I have a large set of simple simulations that I need to run, and I'm wondering if they can be done simultaneously. Let me describe the situation: I have 1000 draws of prevalence for ~100 diseases, and 1000 draws of corresponding disability weights for those diseases (how bad it is to have that disease on a 0-1 scale)for 20 age-groups. The simulation that I need to do is to determine, given a set of prevalences, how many people would have different combinations of diseases. Here is what the input data would look like for 10 diseases:
from __future__ import division
import numpy as np
disease_number = np.array([1,2,3,4]*10)
age = np.array([5, 10, 15, 20]*10)
prevalence = np.random.uniform(0, 1, (40, 1000))
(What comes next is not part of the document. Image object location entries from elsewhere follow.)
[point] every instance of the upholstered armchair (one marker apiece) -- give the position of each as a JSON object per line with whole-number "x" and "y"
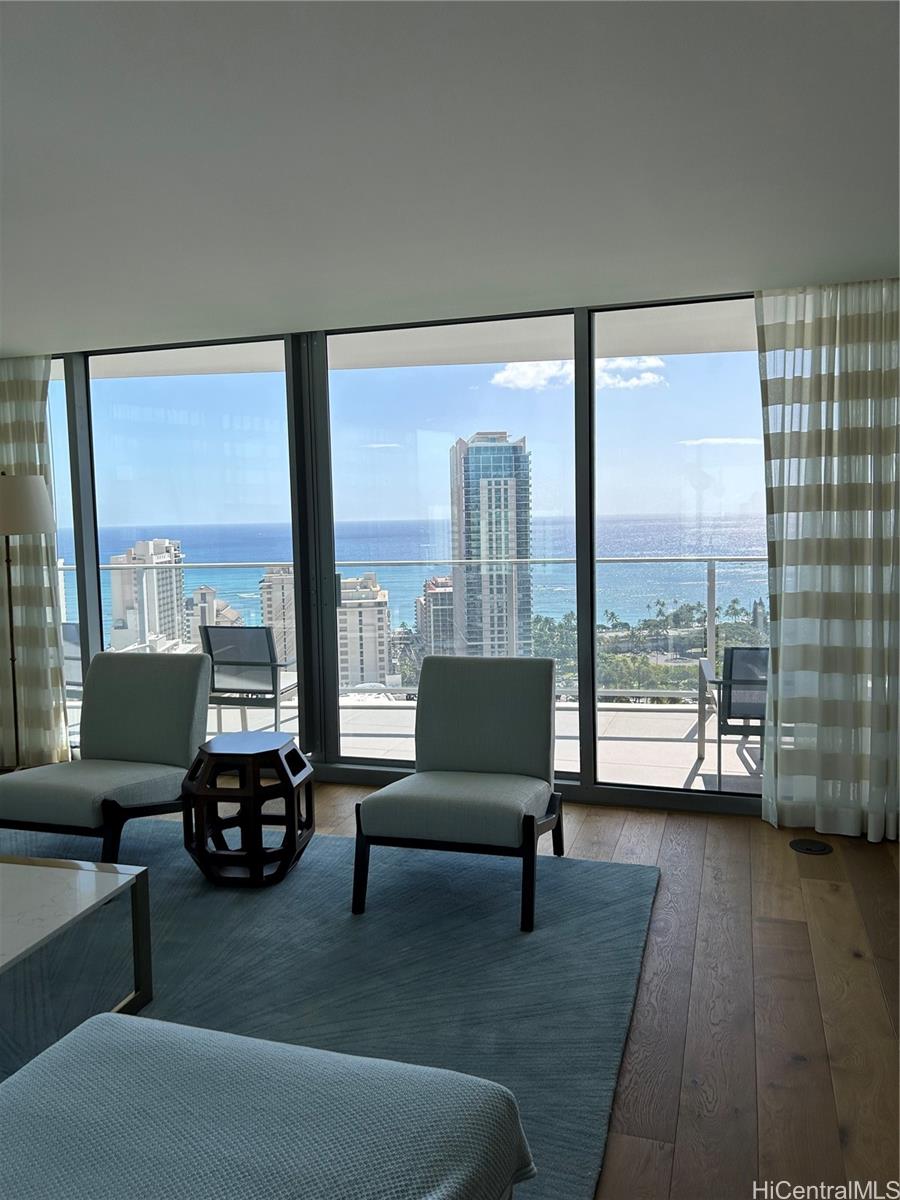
{"x": 143, "y": 717}
{"x": 484, "y": 771}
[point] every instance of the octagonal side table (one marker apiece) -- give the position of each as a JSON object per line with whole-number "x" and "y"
{"x": 247, "y": 769}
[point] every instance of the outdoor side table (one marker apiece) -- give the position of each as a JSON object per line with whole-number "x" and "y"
{"x": 247, "y": 769}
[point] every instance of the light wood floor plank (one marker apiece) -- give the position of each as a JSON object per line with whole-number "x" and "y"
{"x": 871, "y": 873}
{"x": 651, "y": 1078}
{"x": 599, "y": 833}
{"x": 635, "y": 1168}
{"x": 715, "y": 1139}
{"x": 820, "y": 867}
{"x": 641, "y": 838}
{"x": 775, "y": 874}
{"x": 799, "y": 1139}
{"x": 862, "y": 1048}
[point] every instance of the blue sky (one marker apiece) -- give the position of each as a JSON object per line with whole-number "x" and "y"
{"x": 678, "y": 433}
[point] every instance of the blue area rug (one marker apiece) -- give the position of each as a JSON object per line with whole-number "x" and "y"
{"x": 435, "y": 972}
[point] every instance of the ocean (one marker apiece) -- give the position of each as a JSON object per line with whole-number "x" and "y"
{"x": 629, "y": 589}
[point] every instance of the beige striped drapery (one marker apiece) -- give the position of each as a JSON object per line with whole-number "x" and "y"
{"x": 25, "y": 449}
{"x": 828, "y": 361}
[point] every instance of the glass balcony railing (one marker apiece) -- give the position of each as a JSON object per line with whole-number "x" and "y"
{"x": 657, "y": 618}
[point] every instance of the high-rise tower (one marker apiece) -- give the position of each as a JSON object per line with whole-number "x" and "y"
{"x": 491, "y": 523}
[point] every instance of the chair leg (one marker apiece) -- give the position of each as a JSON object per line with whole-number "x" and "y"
{"x": 360, "y": 870}
{"x": 529, "y": 871}
{"x": 113, "y": 822}
{"x": 557, "y": 834}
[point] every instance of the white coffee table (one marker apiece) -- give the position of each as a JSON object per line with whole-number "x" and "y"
{"x": 41, "y": 897}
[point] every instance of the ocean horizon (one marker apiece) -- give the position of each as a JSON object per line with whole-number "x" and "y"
{"x": 629, "y": 589}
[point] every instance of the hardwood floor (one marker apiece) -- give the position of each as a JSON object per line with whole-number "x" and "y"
{"x": 765, "y": 1037}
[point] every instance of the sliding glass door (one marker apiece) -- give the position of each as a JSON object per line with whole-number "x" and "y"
{"x": 681, "y": 538}
{"x": 193, "y": 505}
{"x": 454, "y": 501}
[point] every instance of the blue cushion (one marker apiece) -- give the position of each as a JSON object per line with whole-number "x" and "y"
{"x": 70, "y": 792}
{"x": 445, "y": 805}
{"x": 129, "y": 1107}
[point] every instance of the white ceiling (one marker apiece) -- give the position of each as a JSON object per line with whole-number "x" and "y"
{"x": 192, "y": 171}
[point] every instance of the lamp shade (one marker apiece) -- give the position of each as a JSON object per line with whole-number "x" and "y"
{"x": 25, "y": 505}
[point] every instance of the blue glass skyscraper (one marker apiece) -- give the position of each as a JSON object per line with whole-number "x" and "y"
{"x": 491, "y": 527}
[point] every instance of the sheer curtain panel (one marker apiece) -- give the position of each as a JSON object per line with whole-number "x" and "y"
{"x": 828, "y": 363}
{"x": 25, "y": 449}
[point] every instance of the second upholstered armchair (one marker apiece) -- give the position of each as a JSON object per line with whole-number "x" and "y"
{"x": 484, "y": 771}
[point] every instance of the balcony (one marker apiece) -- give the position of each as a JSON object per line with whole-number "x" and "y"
{"x": 647, "y": 713}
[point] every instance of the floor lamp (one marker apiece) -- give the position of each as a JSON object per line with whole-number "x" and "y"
{"x": 24, "y": 509}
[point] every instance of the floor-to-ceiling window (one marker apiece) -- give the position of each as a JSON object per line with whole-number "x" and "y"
{"x": 454, "y": 498}
{"x": 681, "y": 535}
{"x": 65, "y": 546}
{"x": 193, "y": 502}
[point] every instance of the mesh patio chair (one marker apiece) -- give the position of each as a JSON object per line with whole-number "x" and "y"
{"x": 246, "y": 672}
{"x": 738, "y": 697}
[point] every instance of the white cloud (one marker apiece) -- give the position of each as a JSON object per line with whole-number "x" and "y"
{"x": 619, "y": 372}
{"x": 639, "y": 363}
{"x": 721, "y": 442}
{"x": 613, "y": 379}
{"x": 535, "y": 376}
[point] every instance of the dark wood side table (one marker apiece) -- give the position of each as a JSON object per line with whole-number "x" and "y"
{"x": 247, "y": 769}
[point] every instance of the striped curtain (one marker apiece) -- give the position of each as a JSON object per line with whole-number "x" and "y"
{"x": 828, "y": 364}
{"x": 25, "y": 448}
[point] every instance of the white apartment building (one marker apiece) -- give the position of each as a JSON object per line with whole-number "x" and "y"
{"x": 203, "y": 607}
{"x": 276, "y": 594}
{"x": 363, "y": 631}
{"x": 435, "y": 616}
{"x": 148, "y": 605}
disability_weight = np.random.uniform(0,1,(40, 1000))
A simulation of a single draw would look something like this, for age 5, draw 1.
prev_draw1 = prevalence[age==5, 1]
disability_draw1 = disability_weight[age==5, 1]
simulation = np.random.binomial(1, prev_draw1, (100000, prev_draw1.shape[0])
Then to calculate the disability weight attributable to each disease given the comorbidity of multiple diseases, I do the following: Set the denominator as the sum of present disability weights, and use the disability weight of a given disease as the numerator. For disease 1:
denom = np.sum(disability_draw1**simulaiton)
denom[denom==1]=0
numerator = disability_draw1*simulation[:, 0]
adjusted_dw = np.sum(numerator/denom)
I would need to this adjusted dw calculation seperately for each disease. Is there any way for me to do these 1000 simulations simultaneously? Any help is appreciated, and I'm fairly new to python, so more descriptions are very helpful.